CompanyJune 1, 2021

Modern Data Architectures: Kafka, Cassandra, & Spark

Rich Edwards
Rich Edwards
Modern Data Architectures: Kafka, Cassandra, & Spark

Apache Kafka, Apache Cassandra, with a dash of Apache Spark Streaming, is a potent combination. Working in tandem in your architecture, the technologies can take on many otherwise troubling use cases. Cliff Gilmore has worked extensively with strategic users of these technologies and seen repeated patterns where they’re successful. Currently a principal solutions architect and streaming data specialist at AWS, he was a senior solutions architect at Confluent when he gave a talk about the topic at DataStax Accelerate. It was a bit of a homecoming, as he’s also a former member of the DataStax team.

In this post, we’ll provide an overview and some of the key points from Cliff’s presentation, starting with a little Kafka 101, before diving into common Kafka/Cassandra use cases, along with situations where Spark can help.

What is Apache Kafka?

Kafka is a massively scalable pub/sub messaging system designed to handle modern event streaming. It was originally created at LinkedIn to solve the problem of not being able to get their data everywhere it needed to be in real time, including NoSQL databases, operational systems, and a data lake. It was later open sourced and has been widely adopted.

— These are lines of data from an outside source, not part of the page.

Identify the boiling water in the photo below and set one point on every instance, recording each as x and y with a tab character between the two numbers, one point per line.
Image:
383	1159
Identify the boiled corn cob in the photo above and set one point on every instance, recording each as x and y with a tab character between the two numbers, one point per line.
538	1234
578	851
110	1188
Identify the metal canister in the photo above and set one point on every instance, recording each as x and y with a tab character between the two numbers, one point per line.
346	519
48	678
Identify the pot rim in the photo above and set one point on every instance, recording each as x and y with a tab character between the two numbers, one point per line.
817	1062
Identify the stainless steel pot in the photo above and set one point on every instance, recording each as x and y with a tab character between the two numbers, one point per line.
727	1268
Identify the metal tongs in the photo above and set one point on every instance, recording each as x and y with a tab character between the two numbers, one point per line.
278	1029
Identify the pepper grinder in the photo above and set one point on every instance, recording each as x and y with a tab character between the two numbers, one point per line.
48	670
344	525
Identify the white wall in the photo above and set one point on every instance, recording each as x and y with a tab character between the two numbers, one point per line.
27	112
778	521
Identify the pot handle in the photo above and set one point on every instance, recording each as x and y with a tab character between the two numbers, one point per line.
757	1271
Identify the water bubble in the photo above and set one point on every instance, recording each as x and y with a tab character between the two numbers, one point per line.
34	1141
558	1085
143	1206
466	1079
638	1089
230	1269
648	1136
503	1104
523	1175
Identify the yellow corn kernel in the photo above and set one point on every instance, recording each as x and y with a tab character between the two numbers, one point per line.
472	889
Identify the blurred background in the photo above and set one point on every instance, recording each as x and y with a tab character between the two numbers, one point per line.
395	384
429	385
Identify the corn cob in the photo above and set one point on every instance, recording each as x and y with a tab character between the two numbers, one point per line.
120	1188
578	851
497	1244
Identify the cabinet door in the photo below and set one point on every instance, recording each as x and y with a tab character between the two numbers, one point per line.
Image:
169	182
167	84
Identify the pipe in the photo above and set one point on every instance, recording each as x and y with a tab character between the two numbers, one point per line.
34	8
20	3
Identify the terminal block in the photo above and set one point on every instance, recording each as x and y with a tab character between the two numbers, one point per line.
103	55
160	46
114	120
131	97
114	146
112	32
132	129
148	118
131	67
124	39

First and foremost, Kafka is a log. It’s persistent and distributed, with the ability to scale and handle millions of writes per second. And it’s designed to have many different consumers of a given event, across the organization, without impacting each other's ability to read.

Why use Kafka?

 Kafka has many advantages. It’s distributed by design with the scalability of a file system. It can run at 100 megabytes, even gigabytes, per second, and can scale with low-cost commodity hardware. While it’s not a database—you can’t query Kafka—it makes some similar guarantees. The order within a particular partition can be set in advance and it also provides a persistence guarantee not common in legacy messaging technologies. Since it’s also a distributed system, it provides replication, partitioning, horizontal scalability, continuous availability, and fault tolerance. This design enables high throughput, without bottlenecks on a single machine.

How does Kafka work?

Kafka captures an ordered set of events over time, at very high volumes, without having to sync to disk on every write. This allows data to be ingested from across the organization at very high rates of messaging, while also providing durability. Depending on how much storage you want to use, you can set Kafka’s retention to a time-period of your choice—an hour, a week, a month, forever. This allows you to replay events from the past or rehydrate a database when you spin up a new application. Events become the core element the system and can be used to scale out the data infrastructure on demand.

And an event could be just about anything. It could be an online order, a customer changing their email, or an IoT sensor reading. There are countless types of events. From these events, you can build views of data. There’s still a lot of data on mainframes and Oracle databases. Kafka provides the log necessary to get that information out of legacy systems and into your modern tier.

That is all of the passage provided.